Şimdi diyeceksiniz ki, bizim ülkemizde işsizlik bu kadar yüksekken, insanlar evdeki çorbalarını nasıl kaynatacaklarını dert ederken kim istifa mektubunu yöneticisinin masasına korkusuzca bırakabilir?
İlk bakışta doğru gibi görünse de sınırların kalktığı bugünün dünyasında bu yaklaşım geçmişteki kadar geçerli değil. Bugün değil istihdam etmek için, proje bazlı çalıştırmak için dahi iyi bir yazılımcı bulabilmek hemen hemen imkânsız gibi. Ülkemizde bu konuda nitelikli insan mı yetişmiyor? Hayır... Çok değerli insan kaynağına sahibiz. Peki bu yazılımcılar nerede? Büyük çoğunluğu bugün yüksek kuru avantaja çevirip, daha önce Doğu Avrupa ülkelerinde yetişen meslektaşların yaptıkları işleri yapıyorlar.
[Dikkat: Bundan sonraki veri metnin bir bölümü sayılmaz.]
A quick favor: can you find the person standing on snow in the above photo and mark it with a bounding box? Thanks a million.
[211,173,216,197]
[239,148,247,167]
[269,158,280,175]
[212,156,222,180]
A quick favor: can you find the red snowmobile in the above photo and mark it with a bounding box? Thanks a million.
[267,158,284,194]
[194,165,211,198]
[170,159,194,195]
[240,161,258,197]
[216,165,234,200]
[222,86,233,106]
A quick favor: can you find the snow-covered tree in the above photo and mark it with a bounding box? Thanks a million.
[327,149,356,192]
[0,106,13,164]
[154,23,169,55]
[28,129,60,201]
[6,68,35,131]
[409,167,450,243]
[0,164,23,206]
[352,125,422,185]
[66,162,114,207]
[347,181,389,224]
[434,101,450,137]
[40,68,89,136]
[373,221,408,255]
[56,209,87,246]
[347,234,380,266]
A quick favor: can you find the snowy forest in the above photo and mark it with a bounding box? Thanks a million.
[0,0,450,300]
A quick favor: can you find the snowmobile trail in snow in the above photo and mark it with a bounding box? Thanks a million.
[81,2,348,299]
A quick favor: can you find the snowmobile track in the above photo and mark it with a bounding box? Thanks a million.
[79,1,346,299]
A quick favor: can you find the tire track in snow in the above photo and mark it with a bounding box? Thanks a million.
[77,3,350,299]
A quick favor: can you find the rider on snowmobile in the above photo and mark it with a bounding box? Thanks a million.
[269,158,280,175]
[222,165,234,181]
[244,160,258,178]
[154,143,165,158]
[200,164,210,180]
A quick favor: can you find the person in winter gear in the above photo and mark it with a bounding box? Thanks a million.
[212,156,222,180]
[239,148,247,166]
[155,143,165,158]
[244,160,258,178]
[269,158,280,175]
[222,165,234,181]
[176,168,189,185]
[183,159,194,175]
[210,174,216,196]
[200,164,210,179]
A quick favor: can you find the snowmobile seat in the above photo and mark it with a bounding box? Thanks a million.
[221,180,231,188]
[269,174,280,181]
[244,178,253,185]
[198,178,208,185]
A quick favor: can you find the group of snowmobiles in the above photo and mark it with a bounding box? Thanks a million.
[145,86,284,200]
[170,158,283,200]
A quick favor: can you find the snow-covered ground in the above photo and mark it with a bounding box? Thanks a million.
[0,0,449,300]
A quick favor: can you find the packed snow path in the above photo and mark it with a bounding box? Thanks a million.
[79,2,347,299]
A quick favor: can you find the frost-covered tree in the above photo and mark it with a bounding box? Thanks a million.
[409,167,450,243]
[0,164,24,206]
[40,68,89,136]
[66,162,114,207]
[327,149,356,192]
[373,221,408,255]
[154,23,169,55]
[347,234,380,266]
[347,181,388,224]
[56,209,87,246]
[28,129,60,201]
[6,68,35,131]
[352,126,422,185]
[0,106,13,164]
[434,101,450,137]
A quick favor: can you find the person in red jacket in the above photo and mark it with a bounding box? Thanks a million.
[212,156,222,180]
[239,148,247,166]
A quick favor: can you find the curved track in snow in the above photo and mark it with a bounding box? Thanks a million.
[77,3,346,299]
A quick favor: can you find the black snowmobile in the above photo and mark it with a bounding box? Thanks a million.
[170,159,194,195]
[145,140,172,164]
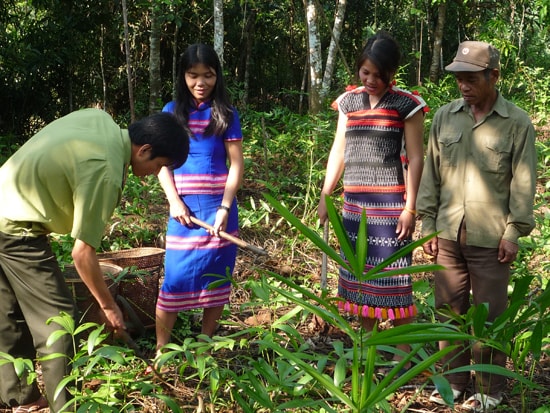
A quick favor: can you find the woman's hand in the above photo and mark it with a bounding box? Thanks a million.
[170,198,193,227]
[395,209,416,241]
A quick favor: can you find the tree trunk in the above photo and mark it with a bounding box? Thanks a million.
[239,9,257,107]
[320,0,346,101]
[122,0,136,122]
[214,0,224,66]
[304,0,323,114]
[172,22,179,100]
[149,1,162,115]
[430,0,447,83]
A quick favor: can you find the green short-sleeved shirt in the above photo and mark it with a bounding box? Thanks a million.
[416,93,537,248]
[0,109,131,248]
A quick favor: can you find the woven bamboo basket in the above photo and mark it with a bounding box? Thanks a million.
[63,263,122,324]
[98,247,164,328]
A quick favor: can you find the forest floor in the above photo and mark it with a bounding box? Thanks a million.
[4,128,550,413]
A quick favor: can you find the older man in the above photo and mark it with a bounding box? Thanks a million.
[417,41,537,412]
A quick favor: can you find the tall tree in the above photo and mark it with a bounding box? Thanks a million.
[122,0,136,122]
[149,0,162,115]
[304,0,323,114]
[320,0,346,100]
[214,0,224,66]
[430,0,447,83]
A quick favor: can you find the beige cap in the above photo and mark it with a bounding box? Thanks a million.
[445,41,500,72]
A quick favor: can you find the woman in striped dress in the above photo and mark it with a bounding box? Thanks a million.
[156,44,244,350]
[318,32,427,366]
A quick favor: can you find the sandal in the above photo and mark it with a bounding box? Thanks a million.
[462,393,502,413]
[11,396,48,413]
[429,387,464,406]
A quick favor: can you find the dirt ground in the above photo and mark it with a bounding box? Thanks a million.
[0,225,550,413]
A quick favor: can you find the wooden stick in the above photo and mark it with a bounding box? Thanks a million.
[321,219,328,290]
[191,216,268,255]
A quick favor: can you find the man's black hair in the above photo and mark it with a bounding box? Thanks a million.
[128,112,189,169]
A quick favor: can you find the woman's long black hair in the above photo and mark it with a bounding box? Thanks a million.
[174,43,233,136]
[356,31,401,86]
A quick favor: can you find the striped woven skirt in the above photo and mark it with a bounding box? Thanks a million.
[157,195,238,312]
[338,192,416,320]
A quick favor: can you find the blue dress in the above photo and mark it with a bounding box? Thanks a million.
[157,102,246,312]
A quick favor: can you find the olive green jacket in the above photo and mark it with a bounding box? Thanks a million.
[416,93,537,248]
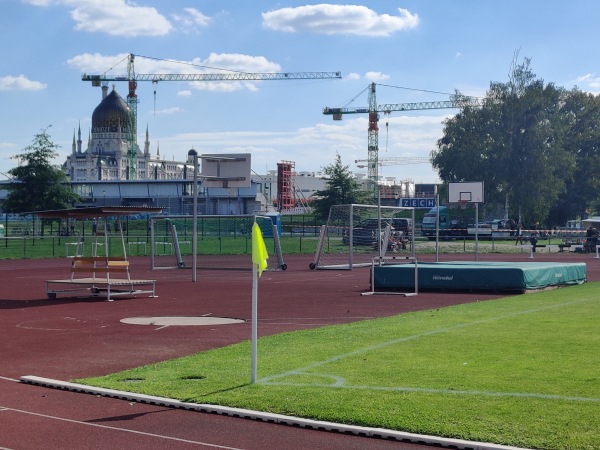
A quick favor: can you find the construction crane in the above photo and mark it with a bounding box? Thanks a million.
[323,83,483,192]
[354,156,430,169]
[81,53,342,180]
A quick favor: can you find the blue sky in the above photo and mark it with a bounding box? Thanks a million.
[0,0,600,183]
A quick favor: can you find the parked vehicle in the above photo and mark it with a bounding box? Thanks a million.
[342,217,412,245]
[421,206,467,240]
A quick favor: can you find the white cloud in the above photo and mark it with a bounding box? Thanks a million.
[365,72,390,81]
[21,0,56,6]
[0,75,46,91]
[575,73,600,93]
[171,8,211,31]
[67,53,281,92]
[262,4,419,36]
[23,0,171,36]
[156,106,183,115]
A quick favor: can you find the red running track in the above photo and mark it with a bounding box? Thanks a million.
[0,253,600,450]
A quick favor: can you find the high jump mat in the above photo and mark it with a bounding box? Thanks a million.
[372,261,586,291]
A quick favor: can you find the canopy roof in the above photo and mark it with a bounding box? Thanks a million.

Kimi bunu uzaktan yapıyor, kimi de yurtdışına giderek. Konu sadece yazılımcıyla da sınırlı değil, her sektörde nitelikli insanı bulmak eskisi kadar kolay değil. Şu anda iyi donanımlı bir genç, yüzünü ilk önce yurtdışına çeviriyor. Buradaki ana motivasyon, paradan çok, kişinin kariyer yolculuğunu kendini geliştirecek firmalarda devam ettirmek istemesi. Z kuşağı kısa dönem kazanımlardan çok, ona uzun dönemde getirisi yüksek yetkinliklere sahip olmak istiyor.
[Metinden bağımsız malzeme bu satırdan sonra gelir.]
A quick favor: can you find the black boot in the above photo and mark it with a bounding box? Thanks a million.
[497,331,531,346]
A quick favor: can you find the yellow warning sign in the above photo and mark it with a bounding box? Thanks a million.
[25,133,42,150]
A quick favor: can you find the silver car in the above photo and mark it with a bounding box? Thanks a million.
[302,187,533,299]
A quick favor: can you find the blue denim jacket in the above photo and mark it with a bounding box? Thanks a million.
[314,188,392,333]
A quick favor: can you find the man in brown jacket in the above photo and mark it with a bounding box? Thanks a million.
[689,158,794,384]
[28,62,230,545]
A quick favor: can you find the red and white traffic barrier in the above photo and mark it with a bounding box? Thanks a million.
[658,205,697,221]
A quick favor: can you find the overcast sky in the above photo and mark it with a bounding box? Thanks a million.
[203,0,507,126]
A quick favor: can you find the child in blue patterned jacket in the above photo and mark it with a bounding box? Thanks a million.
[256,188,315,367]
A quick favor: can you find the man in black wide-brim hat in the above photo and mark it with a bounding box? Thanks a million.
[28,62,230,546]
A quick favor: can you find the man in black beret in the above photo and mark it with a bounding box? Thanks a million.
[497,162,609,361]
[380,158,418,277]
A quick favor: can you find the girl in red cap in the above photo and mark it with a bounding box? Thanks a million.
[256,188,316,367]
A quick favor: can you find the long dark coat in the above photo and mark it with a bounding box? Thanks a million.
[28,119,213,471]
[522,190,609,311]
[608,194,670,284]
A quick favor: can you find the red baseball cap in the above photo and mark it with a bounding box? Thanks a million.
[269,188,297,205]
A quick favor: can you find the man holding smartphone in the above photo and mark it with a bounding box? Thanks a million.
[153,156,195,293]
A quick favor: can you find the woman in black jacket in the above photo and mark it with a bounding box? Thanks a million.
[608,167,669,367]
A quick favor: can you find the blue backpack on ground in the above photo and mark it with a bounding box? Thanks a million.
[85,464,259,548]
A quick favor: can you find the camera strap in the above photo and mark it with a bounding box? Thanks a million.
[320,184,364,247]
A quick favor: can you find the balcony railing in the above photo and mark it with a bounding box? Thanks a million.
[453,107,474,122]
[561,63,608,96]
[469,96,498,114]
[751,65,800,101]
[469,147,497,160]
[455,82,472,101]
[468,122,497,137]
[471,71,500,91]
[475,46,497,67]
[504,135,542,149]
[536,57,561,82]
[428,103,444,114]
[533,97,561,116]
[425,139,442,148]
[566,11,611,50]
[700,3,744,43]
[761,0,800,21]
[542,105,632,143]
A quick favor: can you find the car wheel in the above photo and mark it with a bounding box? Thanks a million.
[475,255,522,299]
Milenyum ve Z kuşağının beklentileri
Araştırma şirketi Indeed’in saptamasına göre salgın, insanların yüzde 92’sinde “hayatın sevmedikleri bir işi yapmak için çok kısa olduğu” düşüncesine yol açmış. Milenyum ve Z kuşağının beklentileri de davranışları da X, Y kuşaklarından daha farklı. Yeni nesil, annelerinin, babalarının aksine evlenme, çocuk sahibi olma ve ev satın almaya odaklı bir hayat kurmak istemiyor. Ömür boyu taksit ödeyerek yaşamanın negatif etkilerini özellikle 2000’lerin başında yaşanan mortgage kriziyle birlikte çocuk yaşta deneyimleme fırsatını buldular. Onlar borç ödeyerek bir yaşamı tükettikten sonra yaşamak için emekli olmayı beklemiyorlar.
İnsanlar firmalarından neden ayrılmak istiyor?
Harvard Business Review dergisinin yirmi yılı aşkın süredir yaptığı araştırmalarda, insanların firmalarından ayrılmalarına neden olan dört ortak nokta bulunmuş. Tersten düşündüğümüzde, bu kavramları, çalışanların çalıştıkları işyerlerinden öncelikli beklentileri olarak değerlendirmemiz de mümkün.
· Değer görecekleri bir ortam
· Çalıştıkları firmaya karşı aidiyet isteği
· Amaçlarının olması ve bunu hissetmeleri
· Net bir tutum.
Firmalar insanları kaçırmamak için ne yapmalı?
Yine aynı dergi HBR, firmaların çalışanlarını ellerinde tutmak için altı çözüm önerisi getiriyor.
· Bağlılığı teşvik edin
· Gelişim fırsatları sağlayın
· Vizyonunuzu yükseltin
· Kurum kültürü ve ilişkilerine öncelik verin
· Çalışanlarınız ve ailelerinin iyi oluşlarına yatırım yapın
· Esnekliği benimseyin.
Bu maddeler, daha sonra işe girecekler için de geçerli. Bu 6 noktaya ek olarak, özellikle işe alımlarda, başvuranın hangi okuldan mezun olduğu konusuna fazla takılmamak gerekiyor. Ben de şahsen, aranan tüm niteliklerin sağlanması konusunda ısrarcı davranmamanızı, istenilenlerin yüzde 75'ini sağlayan adayları takımınıza dahil etmenizi tavsiye ederim.
Haftada 4 gün çalışma
1800’lerde sosyalist yazar Williams Morris, geleceğin fabrikalarının yeşilliklerle çevrili ve günde sadece 4 saat çalışılacak ortamlar olacağını öngörüyordu. İngiliz ekonomist John Maynard Keynes ise teknolojinin gelişimi ve verimliliğin artmasıyla haftada 15 saat çalışmanın yeterli olacağı bir gelecek hayaline sahipti.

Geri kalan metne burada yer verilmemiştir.